Mais entendons que les pleurs de Jésus qui expriment sa souffrance profonde. Celle-ci s’enracine dans la plainte des psalmistes. Ces croyants nous ont laissé toutes ces prières pleines de lamentations, pleines de souffrances. Or, les psalmistes, s’ils râlent, c’est parce qu’ils savent qu’un autre ordre du monde est possible. Ainsi, ils nous aident à pleurer, nous aussi, sur cet énorme gâchis que peut être notre vie quand nous baissons les bras ; notre société quand ses membres se regardent en chiens de faïence ; notre monde quand nous laissons les plus violents, les plus cruels, les assoiffés de dominations, organiser, seuls, l’ordre mondial et les équilibres internationaux. Mais les psalmistes ne pleurent jamais de désespoir. Bien au contraire. Les lamentations bibliques, les pleurs de Jésus, sont l’expression même d’une espérance irrémédiablement attachée à tout leur être.

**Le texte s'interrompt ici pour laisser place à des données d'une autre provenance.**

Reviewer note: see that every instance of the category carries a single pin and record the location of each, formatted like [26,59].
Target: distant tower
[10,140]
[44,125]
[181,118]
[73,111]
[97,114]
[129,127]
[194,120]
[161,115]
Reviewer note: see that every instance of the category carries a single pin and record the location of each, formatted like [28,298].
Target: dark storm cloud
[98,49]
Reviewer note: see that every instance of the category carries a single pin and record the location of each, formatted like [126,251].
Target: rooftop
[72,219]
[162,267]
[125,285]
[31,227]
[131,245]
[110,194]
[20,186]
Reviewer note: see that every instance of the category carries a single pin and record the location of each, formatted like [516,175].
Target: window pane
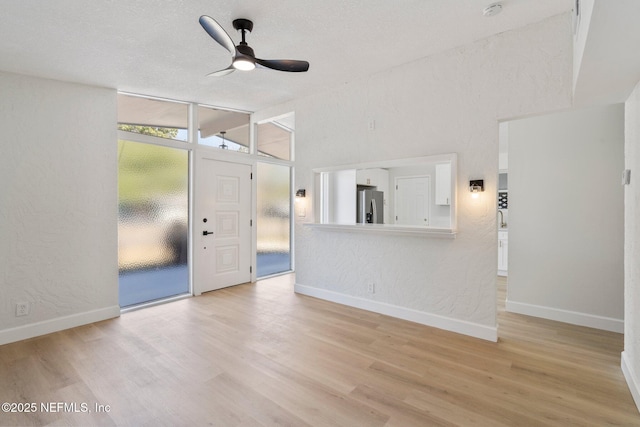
[273,220]
[274,140]
[223,129]
[153,191]
[164,119]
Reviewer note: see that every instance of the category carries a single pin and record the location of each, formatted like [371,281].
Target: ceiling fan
[242,56]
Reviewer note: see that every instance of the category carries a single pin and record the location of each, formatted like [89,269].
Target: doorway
[412,200]
[222,224]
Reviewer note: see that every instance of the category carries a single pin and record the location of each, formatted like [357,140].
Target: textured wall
[58,214]
[450,102]
[631,355]
[566,216]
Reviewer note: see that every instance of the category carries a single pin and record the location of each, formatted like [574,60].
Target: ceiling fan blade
[217,33]
[290,65]
[230,69]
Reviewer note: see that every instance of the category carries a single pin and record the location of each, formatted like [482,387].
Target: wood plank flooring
[260,355]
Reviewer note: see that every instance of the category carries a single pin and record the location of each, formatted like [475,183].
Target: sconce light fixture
[476,187]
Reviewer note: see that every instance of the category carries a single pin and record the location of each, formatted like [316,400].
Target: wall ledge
[428,319]
[389,229]
[566,316]
[58,324]
[631,378]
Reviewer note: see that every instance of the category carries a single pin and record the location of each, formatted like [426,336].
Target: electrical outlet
[22,309]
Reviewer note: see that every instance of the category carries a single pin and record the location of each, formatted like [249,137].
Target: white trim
[389,229]
[631,378]
[429,319]
[58,324]
[573,317]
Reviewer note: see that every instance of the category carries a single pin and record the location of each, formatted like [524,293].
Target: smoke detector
[492,10]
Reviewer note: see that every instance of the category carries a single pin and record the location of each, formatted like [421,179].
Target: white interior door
[222,225]
[412,200]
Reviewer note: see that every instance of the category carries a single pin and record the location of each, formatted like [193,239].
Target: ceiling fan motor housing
[243,24]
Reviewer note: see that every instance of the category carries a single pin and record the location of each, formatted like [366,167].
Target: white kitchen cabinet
[503,252]
[443,184]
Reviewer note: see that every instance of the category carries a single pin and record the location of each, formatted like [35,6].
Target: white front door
[222,225]
[412,200]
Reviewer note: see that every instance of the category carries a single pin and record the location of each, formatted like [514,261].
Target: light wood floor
[262,355]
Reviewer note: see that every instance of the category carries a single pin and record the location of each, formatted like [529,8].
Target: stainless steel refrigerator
[370,207]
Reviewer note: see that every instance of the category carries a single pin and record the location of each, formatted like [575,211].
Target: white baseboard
[630,377]
[459,326]
[566,316]
[58,324]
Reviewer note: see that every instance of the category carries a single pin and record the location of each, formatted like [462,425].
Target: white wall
[58,205]
[449,102]
[631,354]
[566,217]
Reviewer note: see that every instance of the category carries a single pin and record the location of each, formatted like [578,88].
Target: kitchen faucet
[502,223]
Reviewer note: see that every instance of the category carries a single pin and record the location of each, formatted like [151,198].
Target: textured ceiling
[157,47]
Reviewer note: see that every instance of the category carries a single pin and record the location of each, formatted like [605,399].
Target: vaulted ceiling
[157,47]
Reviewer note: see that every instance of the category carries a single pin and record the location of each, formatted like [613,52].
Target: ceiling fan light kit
[243,57]
[492,10]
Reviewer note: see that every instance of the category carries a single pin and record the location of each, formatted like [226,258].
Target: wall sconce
[476,187]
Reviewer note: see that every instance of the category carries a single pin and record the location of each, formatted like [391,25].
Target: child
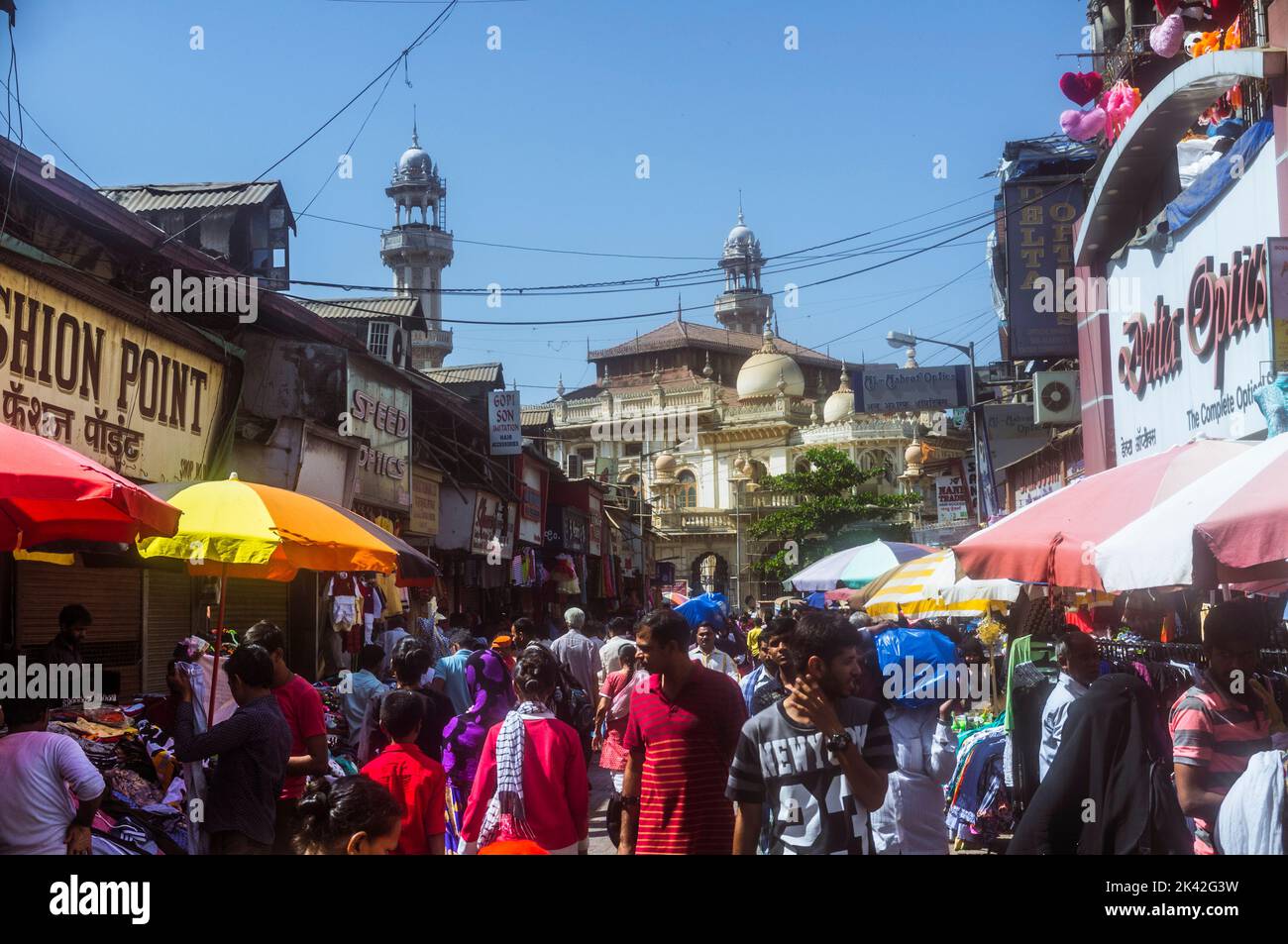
[352,815]
[411,777]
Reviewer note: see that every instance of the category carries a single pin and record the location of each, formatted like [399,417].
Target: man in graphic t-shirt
[819,759]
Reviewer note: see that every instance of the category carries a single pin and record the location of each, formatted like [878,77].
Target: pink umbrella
[1227,527]
[1055,539]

S’ils se plaignent, c’est justement parce que cette vie n’en est pas une. S’ils râlent, c’est parce que la situation n’est pas normale. C’est parce qu’il pourrait en être autrement. Et cet autrement, que nous appelons le royaume de Dieu, c’est justement ce que Jésus va s’employer à annoncer et à incarner encore plus intensément pendant toute la semaine qui va s’ouvrir.
Il ne va pas prendre son mal en patience. Il va aller à la rencontre des uns et des autres pour les réveiller de leur torpeur, pour les relever de leur accablement. Réveiller, relever, c’est cela la résurrection. Il va faire le grand ménage dans une société devenue irresponsable en chassant les vendeurs de bonne conscience qui sévissaient au temple. Puisd, il va argumenter en faveur de la restauration de la dignité des uns. Il va mettre en évidence la violence des autres. Jésus va révéler les méandres de la nature humaine et, le jeudi, en instituant le sacrement de la fraternité avec un repas organisé pour les disciples. Tout cela traduit une espérance chevillée au corps. Une espérance que nous recevons en héritage, par la foi.
Pleurons et agissons, car demain nous vivrons.